Кому же верить? Правда и ложь о захоронении Царской Семьи - стр. 62
С Рябовым я познакомился по его инициативе. В то время, когда мировая его слава ещё не претерпела переоценки, он предпринял энергичные шаги к созданию некой международной внегосударственной организации с весомым представительством лиц, известных в русском зарубежье, которая своим авторитетом должна была бы способствовать подтверждению того, что могильник, им обнаруженный, действительно является Царским, ибо, как известно, открытие его в некоторых кругах вызвало реакцию полного недоверия. Собственных связей у Рябова с русской эмиграцией не было, поэтому он обратился к князю Чавчавадзе и с его помощью устроил приватную беседу на волнующую его тему в одном из ресторанов на Тверской (тогда ещё улице Горького), где кроме Зураба Михайловича Чавчавадзе присутствовали писатель Владимир Алексеевич Солоухин и я. Разговор был долгий, но, в общем, беспредметный.
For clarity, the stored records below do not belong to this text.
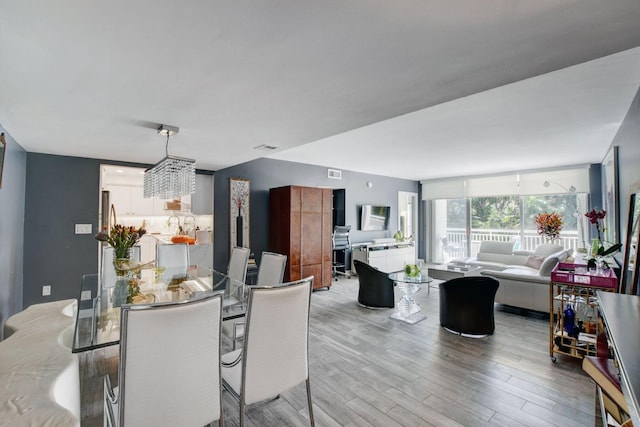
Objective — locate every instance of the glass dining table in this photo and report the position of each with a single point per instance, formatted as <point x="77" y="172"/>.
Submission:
<point x="98" y="320"/>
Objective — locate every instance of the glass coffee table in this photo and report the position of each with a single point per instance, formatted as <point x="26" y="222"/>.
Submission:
<point x="407" y="309"/>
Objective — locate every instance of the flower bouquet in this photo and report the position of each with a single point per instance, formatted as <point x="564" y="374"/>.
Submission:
<point x="122" y="239"/>
<point x="549" y="225"/>
<point x="598" y="251"/>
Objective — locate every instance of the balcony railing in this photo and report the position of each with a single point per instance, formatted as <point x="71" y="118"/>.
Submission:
<point x="457" y="240"/>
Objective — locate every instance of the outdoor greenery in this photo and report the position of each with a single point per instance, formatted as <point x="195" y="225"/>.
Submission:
<point x="504" y="212"/>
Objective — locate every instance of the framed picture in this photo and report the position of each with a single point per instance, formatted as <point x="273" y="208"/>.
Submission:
<point x="610" y="196"/>
<point x="3" y="150"/>
<point x="239" y="212"/>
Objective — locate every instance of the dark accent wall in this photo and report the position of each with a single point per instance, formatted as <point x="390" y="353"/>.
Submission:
<point x="628" y="141"/>
<point x="61" y="192"/>
<point x="268" y="173"/>
<point x="12" y="195"/>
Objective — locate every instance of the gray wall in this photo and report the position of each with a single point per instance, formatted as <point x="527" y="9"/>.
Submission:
<point x="268" y="173"/>
<point x="12" y="195"/>
<point x="628" y="141"/>
<point x="61" y="192"/>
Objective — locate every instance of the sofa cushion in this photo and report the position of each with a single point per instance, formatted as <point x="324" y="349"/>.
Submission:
<point x="546" y="249"/>
<point x="534" y="261"/>
<point x="494" y="257"/>
<point x="504" y="248"/>
<point x="550" y="262"/>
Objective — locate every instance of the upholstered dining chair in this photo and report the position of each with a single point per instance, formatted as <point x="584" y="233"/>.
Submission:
<point x="375" y="288"/>
<point x="467" y="305"/>
<point x="174" y="260"/>
<point x="275" y="353"/>
<point x="270" y="272"/>
<point x="169" y="367"/>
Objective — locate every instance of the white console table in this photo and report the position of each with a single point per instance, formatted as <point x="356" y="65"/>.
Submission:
<point x="387" y="257"/>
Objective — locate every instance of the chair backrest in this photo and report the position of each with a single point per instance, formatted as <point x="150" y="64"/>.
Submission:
<point x="169" y="368"/>
<point x="107" y="271"/>
<point x="271" y="270"/>
<point x="237" y="268"/>
<point x="276" y="340"/>
<point x="174" y="258"/>
<point x="340" y="238"/>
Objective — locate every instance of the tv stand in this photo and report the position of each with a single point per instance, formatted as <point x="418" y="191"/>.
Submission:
<point x="385" y="256"/>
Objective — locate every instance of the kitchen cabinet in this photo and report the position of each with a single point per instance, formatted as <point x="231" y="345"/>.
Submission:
<point x="147" y="248"/>
<point x="300" y="226"/>
<point x="129" y="201"/>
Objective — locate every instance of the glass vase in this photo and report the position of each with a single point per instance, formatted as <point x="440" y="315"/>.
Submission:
<point x="127" y="284"/>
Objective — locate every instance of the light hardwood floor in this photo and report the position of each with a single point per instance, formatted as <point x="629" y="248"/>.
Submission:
<point x="369" y="370"/>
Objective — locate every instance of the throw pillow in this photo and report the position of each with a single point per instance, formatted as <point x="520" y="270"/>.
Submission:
<point x="534" y="261"/>
<point x="550" y="262"/>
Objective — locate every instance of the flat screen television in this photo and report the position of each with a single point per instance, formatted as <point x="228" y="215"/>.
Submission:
<point x="374" y="217"/>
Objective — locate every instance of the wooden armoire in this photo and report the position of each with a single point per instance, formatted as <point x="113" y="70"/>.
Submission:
<point x="300" y="227"/>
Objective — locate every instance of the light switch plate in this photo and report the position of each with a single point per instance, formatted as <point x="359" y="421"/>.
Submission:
<point x="83" y="228"/>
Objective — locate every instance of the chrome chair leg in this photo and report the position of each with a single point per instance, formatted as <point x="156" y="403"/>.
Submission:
<point x="313" y="422"/>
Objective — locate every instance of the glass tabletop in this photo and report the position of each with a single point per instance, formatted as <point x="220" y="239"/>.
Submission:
<point x="400" y="276"/>
<point x="98" y="320"/>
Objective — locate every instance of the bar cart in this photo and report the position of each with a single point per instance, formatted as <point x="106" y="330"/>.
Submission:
<point x="573" y="308"/>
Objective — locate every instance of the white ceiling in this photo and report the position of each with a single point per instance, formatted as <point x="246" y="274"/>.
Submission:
<point x="415" y="89"/>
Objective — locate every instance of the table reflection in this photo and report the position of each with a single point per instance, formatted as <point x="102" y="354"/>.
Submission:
<point x="98" y="321"/>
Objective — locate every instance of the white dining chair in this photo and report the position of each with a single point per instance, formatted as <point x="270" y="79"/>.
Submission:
<point x="169" y="367"/>
<point x="173" y="261"/>
<point x="107" y="270"/>
<point x="275" y="353"/>
<point x="270" y="272"/>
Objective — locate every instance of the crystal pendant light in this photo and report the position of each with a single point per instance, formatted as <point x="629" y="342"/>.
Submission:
<point x="172" y="177"/>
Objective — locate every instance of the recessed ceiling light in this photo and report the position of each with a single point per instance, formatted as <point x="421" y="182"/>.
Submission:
<point x="265" y="147"/>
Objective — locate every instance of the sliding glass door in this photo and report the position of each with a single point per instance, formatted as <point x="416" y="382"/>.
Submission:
<point x="460" y="225"/>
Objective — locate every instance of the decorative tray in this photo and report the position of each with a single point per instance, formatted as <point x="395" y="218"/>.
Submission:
<point x="579" y="274"/>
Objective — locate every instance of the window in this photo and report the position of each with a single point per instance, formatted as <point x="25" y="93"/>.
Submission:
<point x="460" y="225"/>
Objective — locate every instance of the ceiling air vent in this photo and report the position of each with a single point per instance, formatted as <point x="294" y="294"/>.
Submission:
<point x="334" y="174"/>
<point x="265" y="147"/>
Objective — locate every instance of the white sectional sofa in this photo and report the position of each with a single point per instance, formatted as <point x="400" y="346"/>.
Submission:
<point x="524" y="276"/>
<point x="39" y="376"/>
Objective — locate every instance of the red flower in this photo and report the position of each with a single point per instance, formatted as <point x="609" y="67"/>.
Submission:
<point x="549" y="224"/>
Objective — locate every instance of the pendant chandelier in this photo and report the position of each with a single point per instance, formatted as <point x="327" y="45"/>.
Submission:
<point x="172" y="177"/>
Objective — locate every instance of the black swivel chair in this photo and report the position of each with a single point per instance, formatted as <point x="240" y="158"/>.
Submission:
<point x="466" y="305"/>
<point x="376" y="289"/>
<point x="340" y="242"/>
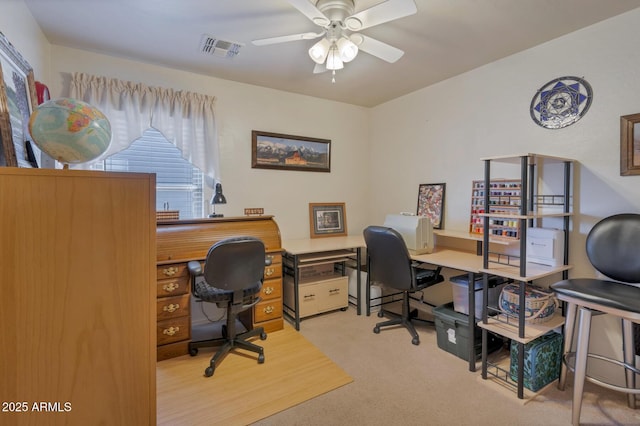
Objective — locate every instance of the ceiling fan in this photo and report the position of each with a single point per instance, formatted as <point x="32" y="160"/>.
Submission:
<point x="341" y="40"/>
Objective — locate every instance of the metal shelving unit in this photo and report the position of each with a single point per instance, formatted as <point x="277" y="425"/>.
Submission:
<point x="533" y="208"/>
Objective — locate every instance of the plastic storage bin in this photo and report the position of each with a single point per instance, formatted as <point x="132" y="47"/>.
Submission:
<point x="542" y="358"/>
<point x="460" y="287"/>
<point x="452" y="329"/>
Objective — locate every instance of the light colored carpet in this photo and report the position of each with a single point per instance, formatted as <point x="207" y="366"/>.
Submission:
<point x="241" y="391"/>
<point x="397" y="383"/>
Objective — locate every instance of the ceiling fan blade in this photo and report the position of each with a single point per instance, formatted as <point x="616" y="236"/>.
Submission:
<point x="311" y="12"/>
<point x="377" y="48"/>
<point x="319" y="68"/>
<point x="284" y="39"/>
<point x="381" y="13"/>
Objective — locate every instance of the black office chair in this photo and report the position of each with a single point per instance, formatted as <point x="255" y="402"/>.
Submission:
<point x="232" y="279"/>
<point x="613" y="248"/>
<point x="389" y="262"/>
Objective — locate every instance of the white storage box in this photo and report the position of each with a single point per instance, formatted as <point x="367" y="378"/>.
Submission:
<point x="545" y="246"/>
<point x="460" y="288"/>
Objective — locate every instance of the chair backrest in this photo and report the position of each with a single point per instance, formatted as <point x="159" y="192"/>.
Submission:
<point x="613" y="247"/>
<point x="388" y="259"/>
<point x="235" y="263"/>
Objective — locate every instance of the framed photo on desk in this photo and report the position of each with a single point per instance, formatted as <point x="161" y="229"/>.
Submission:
<point x="431" y="202"/>
<point x="327" y="220"/>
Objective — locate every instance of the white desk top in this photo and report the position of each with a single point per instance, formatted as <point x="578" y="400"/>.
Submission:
<point x="451" y="258"/>
<point x="313" y="245"/>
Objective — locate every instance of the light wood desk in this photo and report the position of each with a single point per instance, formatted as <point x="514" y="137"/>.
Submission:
<point x="326" y="249"/>
<point x="465" y="260"/>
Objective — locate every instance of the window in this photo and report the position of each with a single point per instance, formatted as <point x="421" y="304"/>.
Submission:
<point x="179" y="184"/>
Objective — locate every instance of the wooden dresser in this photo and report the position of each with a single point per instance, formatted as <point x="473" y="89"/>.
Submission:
<point x="77" y="255"/>
<point x="181" y="241"/>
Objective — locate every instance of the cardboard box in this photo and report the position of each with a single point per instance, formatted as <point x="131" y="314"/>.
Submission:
<point x="460" y="289"/>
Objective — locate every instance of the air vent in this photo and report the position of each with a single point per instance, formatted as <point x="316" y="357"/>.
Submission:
<point x="216" y="47"/>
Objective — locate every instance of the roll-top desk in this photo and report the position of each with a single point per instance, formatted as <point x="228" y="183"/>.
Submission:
<point x="181" y="241"/>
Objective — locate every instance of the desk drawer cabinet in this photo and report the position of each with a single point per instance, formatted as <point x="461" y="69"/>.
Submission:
<point x="268" y="313"/>
<point x="172" y="309"/>
<point x="318" y="296"/>
<point x="181" y="241"/>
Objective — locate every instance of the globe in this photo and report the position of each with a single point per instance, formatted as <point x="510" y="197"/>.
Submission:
<point x="69" y="130"/>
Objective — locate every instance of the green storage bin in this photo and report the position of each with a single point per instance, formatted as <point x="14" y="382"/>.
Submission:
<point x="542" y="359"/>
<point x="452" y="329"/>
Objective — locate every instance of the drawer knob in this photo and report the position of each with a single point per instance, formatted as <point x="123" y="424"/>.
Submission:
<point x="171" y="287"/>
<point x="170" y="331"/>
<point x="172" y="307"/>
<point x="170" y="271"/>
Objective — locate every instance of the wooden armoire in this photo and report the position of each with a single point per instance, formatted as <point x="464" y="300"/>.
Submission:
<point x="77" y="309"/>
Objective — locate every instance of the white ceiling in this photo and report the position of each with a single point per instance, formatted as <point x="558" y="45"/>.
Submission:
<point x="445" y="38"/>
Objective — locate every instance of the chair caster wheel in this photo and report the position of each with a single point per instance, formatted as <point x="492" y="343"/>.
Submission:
<point x="208" y="372"/>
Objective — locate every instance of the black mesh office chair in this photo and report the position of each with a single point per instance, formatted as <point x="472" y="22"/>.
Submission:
<point x="613" y="247"/>
<point x="389" y="262"/>
<point x="232" y="279"/>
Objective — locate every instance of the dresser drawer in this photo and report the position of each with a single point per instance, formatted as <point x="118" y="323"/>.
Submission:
<point x="267" y="310"/>
<point x="275" y="258"/>
<point x="173" y="286"/>
<point x="173" y="330"/>
<point x="271" y="289"/>
<point x="315" y="297"/>
<point x="273" y="271"/>
<point x="173" y="307"/>
<point x="172" y="271"/>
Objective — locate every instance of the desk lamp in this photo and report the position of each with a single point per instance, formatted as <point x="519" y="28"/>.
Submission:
<point x="218" y="198"/>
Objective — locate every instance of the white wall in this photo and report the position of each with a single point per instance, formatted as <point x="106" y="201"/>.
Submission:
<point x="437" y="134"/>
<point x="440" y="133"/>
<point x="240" y="108"/>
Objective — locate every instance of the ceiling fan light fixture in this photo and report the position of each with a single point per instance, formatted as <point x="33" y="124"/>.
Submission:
<point x="334" y="62"/>
<point x="319" y="51"/>
<point x="348" y="49"/>
<point x="352" y="23"/>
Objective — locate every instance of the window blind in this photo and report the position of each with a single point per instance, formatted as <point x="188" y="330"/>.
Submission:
<point x="178" y="183"/>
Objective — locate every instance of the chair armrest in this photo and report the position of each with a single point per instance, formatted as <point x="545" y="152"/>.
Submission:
<point x="195" y="268"/>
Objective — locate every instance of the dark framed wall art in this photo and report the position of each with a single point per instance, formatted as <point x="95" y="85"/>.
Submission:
<point x="327" y="220"/>
<point x="431" y="203"/>
<point x="287" y="152"/>
<point x="17" y="100"/>
<point x="630" y="145"/>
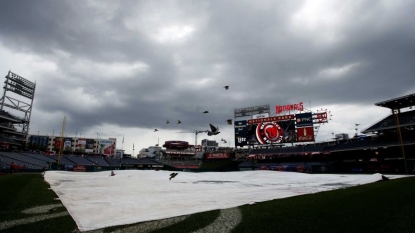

Впечатление от знакомства с Рябовым осталось настороженное, не убеждавшее в искренности его намерений и его самостоятельности во всей этой истории: милицейский след и близость к Щёлокову порождали определённые сомнения. Рябову очень нужно было найти поддержку в лице Главы Императорского Дома Великого князя Владимира Кирилловича, проживавшего во Франции, авторитет которого, конечно бы, укрепил в кругах русской эмиграции уверенность в подлинности екатеринбургской находки. Рябов знал, что мы, Зураб Чавчавадзе и я, являемся доверенными лицами Великого князя и что В.А. Солоухин также давно и хорошо знаком с Главой Императорского Дома.
Видимо, вся эта встреча и была затеяна Гелием Трофимовичем для того, чтобы, соблазнив нас учредительством некоего международного объединения вокруг события, связанного с судьбой последнего российского Императора, заручиться нужными ему рекомендациями. Надо особо отметить, что эта встреча имела место ещё в те времена, когда на официальном уровне монархические симпатии покровительством не пользовались. Скорее наоборот. Именно в то время у моего знакомого на таможне была конфискована монархическая литература. Рябов же очень искренне демонстрировал нам свою монархическую приверженность, пронизанную глубоким религиозным чувством. Но альянса не произошло. От вопросов, нарушающих общую концепцию последних звеньев трагической судьбы Царской Семьи, которую пропагандировал Рябов, он старался дипломатично уклоняться, что не всегда у него получалось. К примеру, когда кто-то из нас поинтересовался его отношением к четырём знакам, обнаруженным Соколовым на стене в подвальной комнате, где произошла экзекуция над узниками Ипатьевского особняка, Рябов даже в некотором раздражении резко заявил, что никаких каббалистических знаков на самом деле не было и что это глупая выдумка английского журналиста. А то, что обнаружил Соколов, так это просто случайное касание карандаша. Стоял у стены некто, как это выглядело в объяснении Рябова, и почёсывал спину (Боткин или лакей Трупп?), а в руке он держал какой-то пишущий инструмент, и иногда случайно, без всякого, конечно, умысла, касался им стены, на которой эти касания оставили след, объявленный уже в эмиграции каббалистическими письменами, чем потом ловко воспользовались «белогвардейские антисемиты» для подтверждения ритуального характера самого убийства. Говорилось это без юмора, вполне серьёзно. Такого же уровня были его размышления и по другим «неудобным» вопросам, связанным главным образом с событиями в урочище Четырёх Братьев.